Alice Ruggles, 24, still cared about Trimaan “Harry” Dhillon, 26, despite his campaign of emotional blackmail after she ended their relationship because of his cheating, a court heard.
Jurors were told Ruggles grew so concerned by Dhillon’s behaviour that she reported him to the police after he had travelled from his barracks in Edinburgh to knock on her bedroom window at night.
Richard Wright QC, prosecuting, said Alice called the police again on 7 October last year. The officer who had been in charge of her case was on leave, Wright said, so it went to another police constable who left to Ruggles the decision over whether to arrest Dhillon.
Wright told Newcastle crown court: “He put the decision on Alice’s shoulders: ‘do you want us to arrest him or not?’ Sadly the dilemma this young girl was left in is obvious.

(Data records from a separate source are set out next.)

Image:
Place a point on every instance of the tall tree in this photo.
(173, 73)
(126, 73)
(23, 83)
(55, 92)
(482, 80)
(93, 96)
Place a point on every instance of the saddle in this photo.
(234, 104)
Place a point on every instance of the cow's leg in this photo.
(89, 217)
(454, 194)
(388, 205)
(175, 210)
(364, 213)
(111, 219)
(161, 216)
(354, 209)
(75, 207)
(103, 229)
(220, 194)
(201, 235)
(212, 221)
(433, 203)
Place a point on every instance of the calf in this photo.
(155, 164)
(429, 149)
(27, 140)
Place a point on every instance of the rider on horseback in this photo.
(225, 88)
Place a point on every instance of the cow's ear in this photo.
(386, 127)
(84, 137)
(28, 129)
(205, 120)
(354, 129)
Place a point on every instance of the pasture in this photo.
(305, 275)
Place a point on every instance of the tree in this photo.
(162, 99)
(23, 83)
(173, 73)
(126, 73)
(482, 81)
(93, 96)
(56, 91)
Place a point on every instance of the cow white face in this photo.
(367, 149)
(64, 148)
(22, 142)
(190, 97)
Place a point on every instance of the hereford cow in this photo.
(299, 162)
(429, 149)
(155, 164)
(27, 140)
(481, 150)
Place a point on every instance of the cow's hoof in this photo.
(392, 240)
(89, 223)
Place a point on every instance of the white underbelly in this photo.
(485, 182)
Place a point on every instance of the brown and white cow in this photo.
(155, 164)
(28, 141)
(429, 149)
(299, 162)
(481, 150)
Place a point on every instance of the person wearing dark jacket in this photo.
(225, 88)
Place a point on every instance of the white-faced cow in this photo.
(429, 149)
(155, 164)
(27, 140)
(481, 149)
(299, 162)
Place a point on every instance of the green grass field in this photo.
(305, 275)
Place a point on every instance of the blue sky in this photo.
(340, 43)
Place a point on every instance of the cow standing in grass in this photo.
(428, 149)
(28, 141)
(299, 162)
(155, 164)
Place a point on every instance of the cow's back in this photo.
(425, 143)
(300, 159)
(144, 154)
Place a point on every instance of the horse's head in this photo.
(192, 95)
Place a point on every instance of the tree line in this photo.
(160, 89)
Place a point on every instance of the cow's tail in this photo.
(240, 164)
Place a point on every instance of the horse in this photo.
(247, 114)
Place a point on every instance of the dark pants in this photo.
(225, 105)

She was scared and worried by his behaviour but she had cared for and even loved him at one time. Generously, she decided not to have him arrested and she paid for that decision with her life five days later.”
Dhillon severed Alice’s throat with a kitchen knife in the shower after breaking into her ground-floor flat in Gateshead, Tyne and Wear, on 12 October last year, the court heard.

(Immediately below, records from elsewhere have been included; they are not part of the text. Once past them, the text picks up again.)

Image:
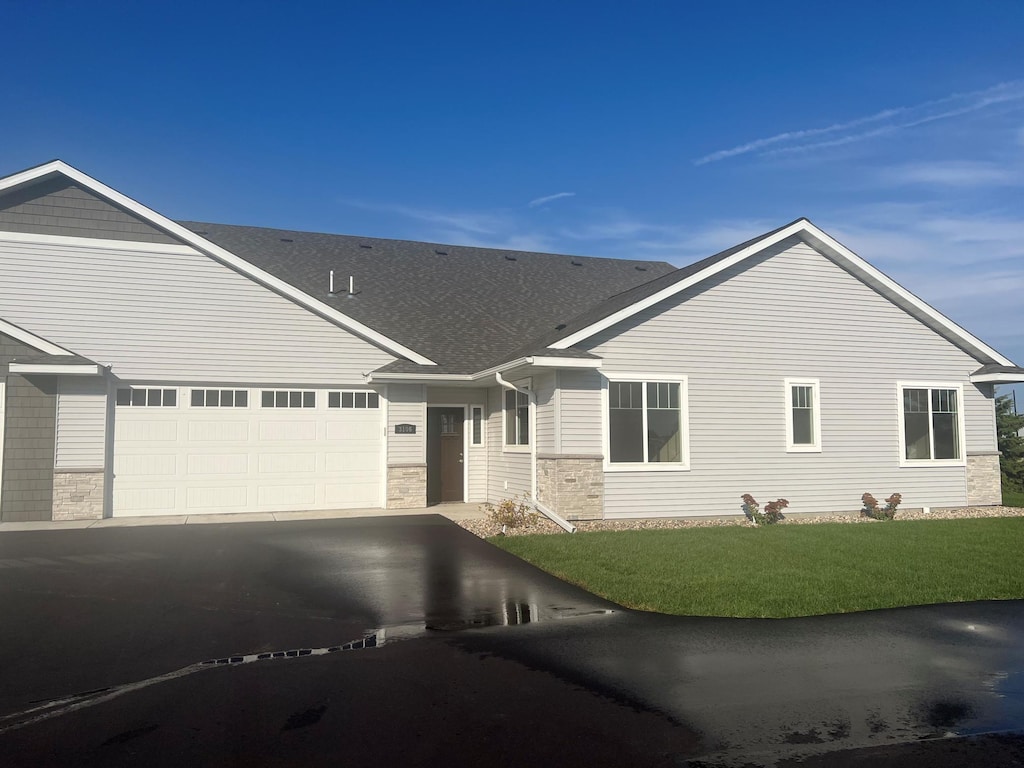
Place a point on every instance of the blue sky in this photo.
(653, 130)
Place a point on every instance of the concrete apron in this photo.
(452, 511)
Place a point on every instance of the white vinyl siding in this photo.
(407, 404)
(735, 346)
(580, 407)
(544, 387)
(508, 472)
(81, 423)
(159, 312)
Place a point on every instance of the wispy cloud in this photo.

Wright said Dhillon took photographs of her backyard, perhaps as reconnaissance, two nights before the murder. Dhillon drew the blade across her neck six times in the attack, the court heard. His victim also suffered a wound to the nose and her hand as well as chest injuries as if she had been knelt on, Wright said.
The jury was played the 999 call when Alice’s flatmate and colleague Maxine McGill found her “blue” and covered in blood on the floor. Breathing heavily and sounding very distressed, the friend named the soldier as the suspect.
The prosecutor said McGill immediately knew Alice was dead. He said: “She had suffered horrendous injuries she could not have survived. Someone had slit her throat open from ear to ear, leaving her neck wide open.”
McGill told the call-handler that Ruggles had reported having trouble with ex-boyfriend Dhillon, saying she had called 101 in the past.
Wright said: “Maxine had seen the obsessive and manipulative manner in which Dhillon had harassed and stalked Alice in the weeks and months before her death.
She had seen first hand how Alice’s happy, bubbly demeanour had changed over time.”
Alice was short and slight compared with the tall and well-built Dhillon, the prosecutor added.
The soldier, who had passed some of the courses to join the special forces, had served in Afghanistan but not in a combat role and the army was unaware of any traumatic episode during his service, the court heard.
He denies murdering the 24-year-old former Northumbria University student, who was originally from Leicestershire.
The trial continues.
• This article was amended on 11 April 2017 to correct a date.